In terms of scope, the first step is to include coal power companies with large carbon emissions. Starting from January 1, 2021, China's carbon trading market started its first compliance cycle, the first of which will run until December 31, involving 2,225 key emitters in the power generation sector. Industries such as steel, construction, and transportation will be gradually included in the future. Some institutions estimate that there will be about 8,000 to 10,000 emission control enterprises in the eight major industries. With the introduction of financial institutions and investors, carbon trading market may become the largest trading market of economic activities.

From the content of the Interim Regulations, only general and principled provisions have been put forward on the allocation and verification of carbon emission quotas, which are of great concern at present, and further details are still needed for future implementation. For the current carbon emission quota, the Interim Regulations stated that the initial allocation will be free of charge, and the paid allocation will be introduced in time according to national requirements, and the proportion of paid allocation will be gradually expanded. Some analysts believe that before the carbon peak, free allocation may be adopted and the coverage of carbon trading will be gradually promoted; after the carbon peak, paid allocation will be promoted to strengthen the driving force of the market, so as to achieve the goal of "carbon neutrality". From the international perspective, this means that the price of emission quotas will gradually rise with the limited quotas and the increase of participants. Therefore, quota allocation and carbon emission verification will be the key in the development of a green financial system, which not only plays a guiding and restraining role in the future development of enterprises and industrial development, but also affects regional economic development.

As for a multi-level carbon trading market comes into being, the Interim Regulations make it clear that no regional carbon trading market will be set up after the establishment of a national carbon market, and existing pilot projects will be retained. Enterprises not included in the national carbon market can continue to participate in the regional carbon market and conduct carbon management through marketization. This indicates that a multi-level market system, mainly the national market, will constitute the pattern of China's carbon trading market. During this period, the connectivity, competition, and balance among the markets are also major challenges for the formation of the green market.

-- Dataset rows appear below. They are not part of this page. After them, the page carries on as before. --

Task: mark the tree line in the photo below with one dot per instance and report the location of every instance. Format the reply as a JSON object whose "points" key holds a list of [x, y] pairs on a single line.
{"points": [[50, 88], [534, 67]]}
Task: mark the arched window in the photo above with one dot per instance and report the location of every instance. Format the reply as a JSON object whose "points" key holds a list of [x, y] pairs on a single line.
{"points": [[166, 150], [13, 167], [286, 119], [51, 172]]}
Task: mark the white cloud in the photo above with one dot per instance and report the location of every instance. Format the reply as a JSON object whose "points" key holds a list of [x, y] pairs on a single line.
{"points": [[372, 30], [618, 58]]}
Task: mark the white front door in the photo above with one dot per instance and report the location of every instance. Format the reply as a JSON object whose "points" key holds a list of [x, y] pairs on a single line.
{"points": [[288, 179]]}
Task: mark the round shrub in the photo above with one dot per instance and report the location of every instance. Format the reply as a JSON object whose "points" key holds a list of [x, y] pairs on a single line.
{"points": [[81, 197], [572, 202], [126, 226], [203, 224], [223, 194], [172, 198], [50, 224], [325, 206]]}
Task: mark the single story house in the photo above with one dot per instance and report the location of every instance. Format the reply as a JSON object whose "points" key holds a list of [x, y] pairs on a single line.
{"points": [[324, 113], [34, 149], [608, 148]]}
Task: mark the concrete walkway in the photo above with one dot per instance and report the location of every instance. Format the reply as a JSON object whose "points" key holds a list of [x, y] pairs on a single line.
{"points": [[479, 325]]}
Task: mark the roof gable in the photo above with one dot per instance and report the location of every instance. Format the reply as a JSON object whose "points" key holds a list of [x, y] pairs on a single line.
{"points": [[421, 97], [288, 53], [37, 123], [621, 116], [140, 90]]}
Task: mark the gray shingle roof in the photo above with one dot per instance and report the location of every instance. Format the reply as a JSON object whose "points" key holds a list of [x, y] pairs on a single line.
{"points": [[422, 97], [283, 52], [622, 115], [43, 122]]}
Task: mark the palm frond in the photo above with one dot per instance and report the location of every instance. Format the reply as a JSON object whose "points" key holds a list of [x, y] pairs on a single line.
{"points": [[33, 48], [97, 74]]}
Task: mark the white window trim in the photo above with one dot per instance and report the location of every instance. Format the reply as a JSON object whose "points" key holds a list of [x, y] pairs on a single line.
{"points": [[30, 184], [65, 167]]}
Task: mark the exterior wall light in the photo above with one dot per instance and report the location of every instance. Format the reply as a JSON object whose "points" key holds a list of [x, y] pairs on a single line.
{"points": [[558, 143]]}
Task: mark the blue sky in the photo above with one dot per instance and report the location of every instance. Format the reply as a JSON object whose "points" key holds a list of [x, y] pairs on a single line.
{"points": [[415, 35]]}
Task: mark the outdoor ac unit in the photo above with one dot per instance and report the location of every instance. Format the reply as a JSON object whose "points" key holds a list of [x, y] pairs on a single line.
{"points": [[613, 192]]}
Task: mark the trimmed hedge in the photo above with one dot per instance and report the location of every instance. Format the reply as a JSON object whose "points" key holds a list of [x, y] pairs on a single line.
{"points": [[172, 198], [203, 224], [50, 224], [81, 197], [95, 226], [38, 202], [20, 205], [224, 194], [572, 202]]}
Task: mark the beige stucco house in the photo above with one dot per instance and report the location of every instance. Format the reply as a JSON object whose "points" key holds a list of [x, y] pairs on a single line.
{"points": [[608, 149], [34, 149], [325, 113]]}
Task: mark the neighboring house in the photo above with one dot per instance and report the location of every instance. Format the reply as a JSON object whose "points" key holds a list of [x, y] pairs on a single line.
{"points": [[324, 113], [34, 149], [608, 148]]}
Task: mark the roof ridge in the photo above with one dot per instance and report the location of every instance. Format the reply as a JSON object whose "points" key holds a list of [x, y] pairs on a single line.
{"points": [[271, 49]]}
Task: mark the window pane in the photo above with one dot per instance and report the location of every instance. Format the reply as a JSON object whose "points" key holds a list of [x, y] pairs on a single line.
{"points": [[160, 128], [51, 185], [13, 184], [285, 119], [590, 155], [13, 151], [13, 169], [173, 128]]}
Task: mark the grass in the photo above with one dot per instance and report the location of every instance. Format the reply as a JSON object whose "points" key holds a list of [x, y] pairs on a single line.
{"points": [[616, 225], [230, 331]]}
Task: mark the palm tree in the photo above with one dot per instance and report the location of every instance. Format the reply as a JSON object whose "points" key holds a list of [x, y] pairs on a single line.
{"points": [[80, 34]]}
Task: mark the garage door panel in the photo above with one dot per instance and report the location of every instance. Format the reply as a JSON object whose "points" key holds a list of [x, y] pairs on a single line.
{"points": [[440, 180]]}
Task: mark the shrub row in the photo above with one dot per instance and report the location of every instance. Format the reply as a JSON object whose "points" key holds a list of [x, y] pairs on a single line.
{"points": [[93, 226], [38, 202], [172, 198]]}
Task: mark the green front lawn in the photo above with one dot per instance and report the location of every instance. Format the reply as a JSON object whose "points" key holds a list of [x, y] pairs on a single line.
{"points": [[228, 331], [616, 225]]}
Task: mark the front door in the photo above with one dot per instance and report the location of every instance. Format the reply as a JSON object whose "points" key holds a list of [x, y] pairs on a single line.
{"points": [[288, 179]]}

Different from stock, bond, and other securities trading, carbon trading involves multiple aspects such as the declaration of initial carbon emission rights, allocation of quotas, verification, as well as trading and compliance clearing. In addition, carbon trading currently covers high-carbon emission sectors such as coal, electricity, and steel. In theory, it would cover all industries and enterprises in economic activities, and involve a larger number of enterprises than the current financial market. Therefore, compared with the more mature financial securities markets such as stocks and bonds at present, the carbon trading system will be more complex, involving the overall industrial layout and all economic activities. This system will be an extremely important part of the future economic system, involving major aspects of economic and social life.

Final analysis conclusion:

Compared with the development process of the capital market, the carbon trading market faces more complex mechanism, wider coverage, higher technical requirements, and stricter transparency requirements. This means that the carbon trading market has stronger systematic requirements and greater difficulty. Shaping the whole market mechanism and system will be a long-term process of revision and improvement. Hence, policymakers and market participants need to be aware of this.